Menulis buku yang diangkat dari sebuah buku mungkin cukup sulit. Tapi, membaca buku yang diangkat dari sebuah buku yang juga pernah dibaca ternyata saya rasa tidak terlalu beda jauh dengan melihat film yang diangkat dari sebuah buku yang pernah dibaca. Itulah perasaan yang saya rasakan waktu membaca buku ini. Sebenarnya saya agak ragu untuk membaca, apalagi membeli buku ini setelah agak kecewa dengan buku Walter Wangerin sebelumnya yang sudah diterjemahkan ke dalam bahasa Indonesia dan diterbitkan oleh Kanisius juga.
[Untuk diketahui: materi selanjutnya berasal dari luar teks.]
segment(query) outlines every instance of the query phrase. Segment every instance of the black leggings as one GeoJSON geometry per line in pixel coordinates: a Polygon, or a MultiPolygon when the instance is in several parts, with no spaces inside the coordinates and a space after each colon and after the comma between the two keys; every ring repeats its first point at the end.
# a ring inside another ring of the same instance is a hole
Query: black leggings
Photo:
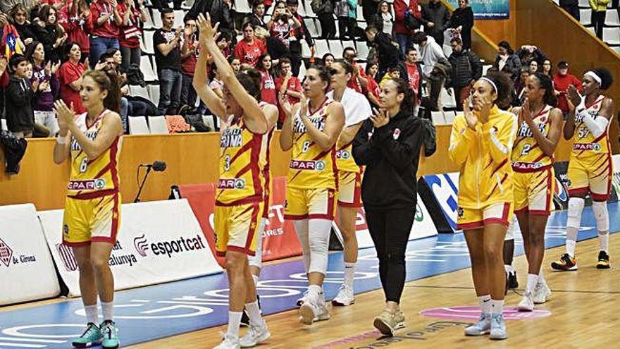
{"type": "Polygon", "coordinates": [[[368,231],[379,259],[379,278],[386,302],[400,303],[404,287],[404,252],[415,214],[415,210],[411,209],[366,210],[368,231]]]}

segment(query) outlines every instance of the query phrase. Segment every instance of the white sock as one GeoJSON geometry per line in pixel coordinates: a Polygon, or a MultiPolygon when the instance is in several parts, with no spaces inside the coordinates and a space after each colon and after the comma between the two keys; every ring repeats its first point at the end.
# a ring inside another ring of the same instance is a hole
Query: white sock
{"type": "Polygon", "coordinates": [[[491,313],[502,314],[504,312],[504,300],[491,300],[491,313]]]}
{"type": "Polygon", "coordinates": [[[264,322],[261,316],[261,310],[259,308],[259,301],[254,300],[252,303],[245,303],[245,312],[249,318],[249,322],[254,325],[262,325],[264,322]]]}
{"type": "Polygon", "coordinates": [[[483,314],[491,313],[491,295],[480,295],[478,298],[478,303],[483,314]]]}
{"type": "Polygon", "coordinates": [[[84,310],[86,310],[86,321],[99,326],[99,314],[97,304],[85,305],[84,310]]]}
{"type": "Polygon", "coordinates": [[[104,313],[104,321],[112,321],[112,313],[114,309],[114,302],[101,302],[101,312],[104,313]]]}
{"type": "Polygon", "coordinates": [[[239,326],[241,324],[242,314],[243,312],[228,312],[228,331],[227,333],[235,338],[239,338],[239,326]]]}
{"type": "Polygon", "coordinates": [[[538,283],[538,276],[535,274],[528,274],[528,284],[526,286],[526,293],[531,292],[533,293],[534,288],[536,287],[536,283],[538,283]]]}
{"type": "Polygon", "coordinates": [[[575,246],[577,245],[577,228],[572,226],[566,227],[566,253],[571,257],[575,257],[575,246]]]}
{"type": "Polygon", "coordinates": [[[345,262],[345,286],[353,290],[353,278],[355,276],[355,263],[345,262]]]}
{"type": "Polygon", "coordinates": [[[598,232],[598,242],[600,244],[600,250],[608,252],[609,245],[609,233],[607,231],[598,232]]]}

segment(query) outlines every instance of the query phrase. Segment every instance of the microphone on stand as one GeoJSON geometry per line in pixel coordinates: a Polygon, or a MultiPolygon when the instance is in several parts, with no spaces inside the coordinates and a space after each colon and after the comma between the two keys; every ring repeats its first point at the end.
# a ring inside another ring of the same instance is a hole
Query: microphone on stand
{"type": "Polygon", "coordinates": [[[166,168],[167,167],[166,165],[166,162],[156,161],[153,164],[140,164],[138,165],[138,171],[140,171],[141,167],[147,168],[147,173],[144,173],[144,177],[142,178],[142,183],[140,183],[140,187],[138,188],[138,192],[136,194],[135,198],[133,200],[134,202],[140,202],[140,194],[142,192],[142,188],[144,186],[144,183],[147,182],[147,178],[149,177],[149,173],[151,172],[151,170],[154,171],[155,172],[163,172],[166,171],[166,168]]]}

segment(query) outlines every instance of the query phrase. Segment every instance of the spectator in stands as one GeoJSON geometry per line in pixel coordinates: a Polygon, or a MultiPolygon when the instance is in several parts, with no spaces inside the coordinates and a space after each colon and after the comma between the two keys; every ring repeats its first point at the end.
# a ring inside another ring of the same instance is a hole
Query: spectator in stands
{"type": "Polygon", "coordinates": [[[459,0],[459,7],[452,12],[448,23],[452,37],[460,37],[463,49],[471,49],[471,29],[473,27],[473,11],[469,0],[459,0]]]}
{"type": "Polygon", "coordinates": [[[509,67],[513,72],[512,80],[516,80],[519,77],[521,70],[521,59],[519,56],[514,54],[514,51],[512,50],[510,44],[507,42],[500,42],[497,46],[499,47],[497,56],[495,58],[493,67],[498,71],[503,71],[504,66],[509,67]]]}
{"type": "Polygon", "coordinates": [[[551,64],[551,61],[545,59],[542,62],[542,71],[540,73],[548,76],[552,80],[553,79],[553,65],[551,64]]]}
{"type": "MultiPolygon", "coordinates": [[[[414,35],[414,29],[407,27],[405,25],[405,17],[411,17],[417,20],[418,23],[421,23],[422,14],[418,6],[418,0],[395,0],[394,1],[394,32],[396,33],[396,41],[400,48],[402,56],[404,56],[405,51],[413,44],[411,36],[414,35]]],[[[414,20],[415,21],[415,20],[414,20]]]]}
{"type": "Polygon", "coordinates": [[[409,47],[404,55],[405,60],[398,63],[400,78],[407,82],[409,87],[414,91],[414,115],[418,115],[418,106],[422,99],[422,68],[418,61],[418,50],[409,47]]]}
{"type": "Polygon", "coordinates": [[[461,39],[455,37],[450,40],[452,54],[448,57],[452,66],[450,87],[454,89],[457,110],[463,111],[463,102],[469,97],[473,83],[482,76],[482,62],[471,50],[466,50],[461,39]]]}
{"type": "Polygon", "coordinates": [[[292,71],[293,76],[299,76],[299,67],[302,66],[301,40],[302,38],[306,40],[306,43],[308,44],[308,47],[310,47],[310,54],[312,56],[314,56],[314,40],[312,39],[312,35],[310,35],[310,32],[308,30],[308,27],[304,22],[304,18],[302,18],[297,13],[298,6],[299,0],[286,0],[286,8],[290,11],[293,17],[297,18],[302,24],[300,27],[295,28],[293,30],[292,35],[294,36],[295,40],[291,41],[290,42],[290,58],[291,60],[291,70],[292,71]]]}
{"type": "Polygon", "coordinates": [[[255,66],[259,57],[267,52],[265,44],[254,38],[254,25],[249,22],[243,25],[243,40],[235,47],[235,56],[241,60],[241,64],[255,66]]]}
{"type": "Polygon", "coordinates": [[[422,5],[422,23],[424,32],[435,38],[440,46],[443,46],[443,32],[448,27],[450,11],[441,0],[429,0],[422,5]]]}
{"type": "Polygon", "coordinates": [[[328,68],[331,68],[332,64],[335,60],[336,59],[334,58],[334,55],[329,52],[323,54],[323,58],[321,59],[321,61],[323,62],[323,65],[328,68]]]}
{"type": "MultiPolygon", "coordinates": [[[[411,0],[411,2],[414,1],[411,0]]],[[[379,31],[376,27],[367,27],[366,35],[377,50],[379,67],[376,80],[379,82],[380,80],[378,79],[383,78],[390,68],[398,64],[398,49],[392,43],[391,38],[383,32],[379,31]]]]}
{"type": "Polygon", "coordinates": [[[559,6],[579,22],[579,0],[559,0],[559,6]]]}
{"type": "Polygon", "coordinates": [[[271,56],[266,54],[259,57],[256,70],[261,73],[261,100],[274,106],[278,105],[275,82],[271,71],[271,56]]]}
{"type": "Polygon", "coordinates": [[[90,37],[89,61],[94,67],[101,55],[108,49],[118,49],[118,26],[123,18],[118,13],[116,0],[93,0],[90,4],[92,32],[90,37]]]}
{"type": "Polygon", "coordinates": [[[80,61],[84,62],[90,54],[90,39],[88,35],[93,27],[90,8],[86,4],[86,0],[73,0],[67,9],[66,19],[60,23],[67,33],[67,42],[75,42],[80,45],[82,51],[80,61]]]}
{"type": "Polygon", "coordinates": [[[6,124],[8,130],[20,138],[32,137],[35,130],[35,115],[32,112],[34,90],[39,82],[33,84],[27,78],[28,61],[23,55],[15,54],[8,63],[13,73],[8,86],[4,90],[6,124]]]}
{"type": "MultiPolygon", "coordinates": [[[[284,95],[291,105],[295,105],[302,98],[302,82],[296,76],[293,76],[291,70],[290,59],[282,58],[278,65],[280,76],[275,79],[275,90],[279,95],[284,95]]],[[[278,101],[280,99],[278,99],[278,101]]],[[[282,128],[282,124],[286,118],[286,114],[280,103],[278,104],[278,128],[282,128]]]]}
{"type": "Polygon", "coordinates": [[[58,130],[58,121],[54,114],[54,101],[60,89],[56,72],[60,63],[52,64],[45,63],[45,50],[43,44],[32,42],[25,51],[26,59],[32,63],[32,78],[30,82],[33,86],[38,85],[32,102],[35,121],[47,128],[51,135],[58,130]]]}
{"type": "Polygon", "coordinates": [[[364,69],[355,62],[357,52],[353,47],[345,47],[342,50],[342,58],[353,68],[353,75],[349,80],[347,87],[352,88],[355,92],[364,95],[368,94],[368,78],[364,69]]]}
{"type": "Polygon", "coordinates": [[[394,16],[390,12],[390,3],[382,1],[379,3],[379,12],[376,13],[368,25],[374,25],[390,37],[394,36],[394,16]]]}
{"type": "Polygon", "coordinates": [[[174,12],[161,11],[162,27],[153,35],[155,63],[159,80],[159,104],[157,109],[161,115],[176,114],[181,98],[181,50],[180,42],[182,29],[173,29],[174,12]],[[168,111],[170,111],[169,113],[168,111]]]}
{"type": "Polygon", "coordinates": [[[182,111],[194,109],[196,104],[196,90],[192,85],[194,72],[196,70],[196,59],[198,56],[198,39],[196,37],[196,20],[185,18],[185,29],[183,31],[183,45],[181,47],[181,109],[182,111]]]}
{"type": "MultiPolygon", "coordinates": [[[[80,98],[80,89],[82,87],[82,75],[86,71],[84,64],[80,63],[82,51],[76,42],[69,42],[65,47],[65,61],[58,71],[60,87],[60,97],[70,108],[73,105],[75,114],[86,111],[80,98]]],[[[87,61],[88,60],[87,59],[87,61]]]]}
{"type": "Polygon", "coordinates": [[[263,27],[268,29],[267,23],[263,20],[265,17],[265,4],[261,0],[257,0],[252,4],[252,13],[249,19],[246,20],[253,24],[254,27],[263,27]]]}
{"type": "Polygon", "coordinates": [[[582,90],[579,79],[569,73],[569,63],[566,61],[560,61],[557,63],[557,72],[553,75],[553,86],[557,97],[557,107],[562,111],[566,119],[569,115],[569,104],[566,102],[569,87],[574,86],[580,92],[582,90]]]}
{"type": "MultiPolygon", "coordinates": [[[[371,0],[374,1],[374,0],[371,0]]],[[[331,39],[336,37],[336,22],[334,20],[333,0],[312,0],[312,12],[318,18],[321,25],[321,38],[331,39]]]]}
{"type": "Polygon", "coordinates": [[[35,32],[28,22],[28,11],[23,4],[18,4],[8,13],[8,20],[17,30],[20,38],[25,45],[28,46],[35,40],[35,32]]]}
{"type": "Polygon", "coordinates": [[[60,60],[58,50],[62,50],[67,39],[67,35],[58,24],[56,13],[53,7],[44,5],[39,11],[39,22],[32,27],[37,41],[43,44],[47,60],[54,63],[60,60]]]}
{"type": "Polygon", "coordinates": [[[603,39],[603,27],[605,25],[605,16],[607,13],[607,4],[609,0],[590,0],[590,7],[592,8],[592,25],[596,37],[603,39]]]}
{"type": "Polygon", "coordinates": [[[149,20],[144,0],[137,0],[137,8],[134,0],[118,0],[116,8],[118,15],[123,18],[119,25],[120,36],[118,44],[123,56],[123,71],[127,71],[131,64],[140,65],[140,41],[142,35],[142,23],[149,20]]]}

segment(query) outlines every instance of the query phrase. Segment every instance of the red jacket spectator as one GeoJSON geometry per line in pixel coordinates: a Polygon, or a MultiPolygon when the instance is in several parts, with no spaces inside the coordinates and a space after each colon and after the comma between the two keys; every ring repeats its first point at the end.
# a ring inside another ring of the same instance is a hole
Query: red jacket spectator
{"type": "Polygon", "coordinates": [[[420,10],[418,8],[418,0],[409,0],[409,6],[407,6],[404,0],[395,0],[394,31],[396,34],[406,34],[407,35],[411,35],[414,34],[413,30],[409,30],[404,25],[404,12],[407,8],[409,9],[409,12],[416,18],[420,19],[422,18],[422,13],[420,13],[420,10]]]}

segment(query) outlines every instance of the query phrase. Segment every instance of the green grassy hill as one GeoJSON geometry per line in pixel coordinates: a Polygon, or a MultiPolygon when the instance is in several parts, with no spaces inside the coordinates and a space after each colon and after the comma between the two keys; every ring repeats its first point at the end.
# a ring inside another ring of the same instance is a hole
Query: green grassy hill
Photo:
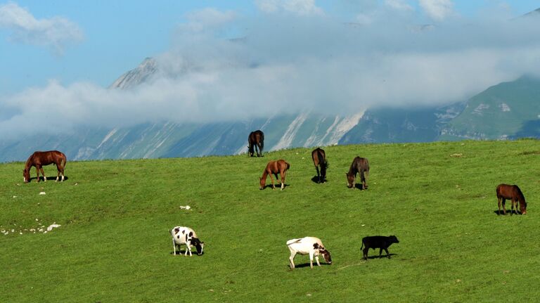
{"type": "Polygon", "coordinates": [[[263,158],[68,162],[63,183],[24,184],[22,163],[0,165],[0,230],[9,231],[0,234],[0,302],[540,297],[538,141],[325,150],[325,184],[311,181],[305,148],[263,158]],[[357,155],[371,167],[364,191],[345,185],[357,155]],[[259,191],[266,162],[278,158],[291,165],[288,186],[259,191]],[[500,183],[520,185],[527,215],[496,215],[500,183]],[[190,210],[179,207],[186,205],[190,210]],[[30,231],[55,222],[61,226],[47,233],[30,231]],[[172,254],[169,230],[176,225],[195,230],[203,256],[172,254]],[[399,239],[391,259],[361,259],[361,238],[373,235],[399,239]],[[285,243],[306,236],[322,240],[332,265],[311,270],[307,256],[297,256],[289,269],[285,243]]]}

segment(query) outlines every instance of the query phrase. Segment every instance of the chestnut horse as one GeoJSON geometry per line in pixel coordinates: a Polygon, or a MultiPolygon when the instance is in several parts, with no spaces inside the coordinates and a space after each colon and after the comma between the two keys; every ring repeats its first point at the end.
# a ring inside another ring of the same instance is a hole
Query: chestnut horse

Apalagi harganya terbilang cukup mahal. Entah kenapa begitu. Menurut pengamatan saya, rasanya buku rohani berbahasa Indonesia itu masih banyak yang kualitasnya masih belum terlalu istimewa, tapi tidak sedikit yang dijual dengan harga yang terbilang tidak murah. Tanpa bermaksud merendahkan, tapi kalau dibandingkan dengan buku-buku yang lebih "penting" (menurut saya), masih banyak buku rohani yang mungkin bukan mahal, tapi kemahalan (alias harga tidak sesuai isi). Tapi, mungkin itu cuma karena masalah selera saja. Mungkin karena penulis buku rohani Kristen sendiri memang masih belum terlalu banyak. Mungkin sebenarnya itu juga bagus karena setidaknya para penulis buku rohani bisa jadi lebih cepet kaya karena royaltinya lebih gede (meski sepertinya banyak juga buku rohani yang kemudian berakhir di obralan di pameran). Wah, maaf kok jadi ngelantur begini ya...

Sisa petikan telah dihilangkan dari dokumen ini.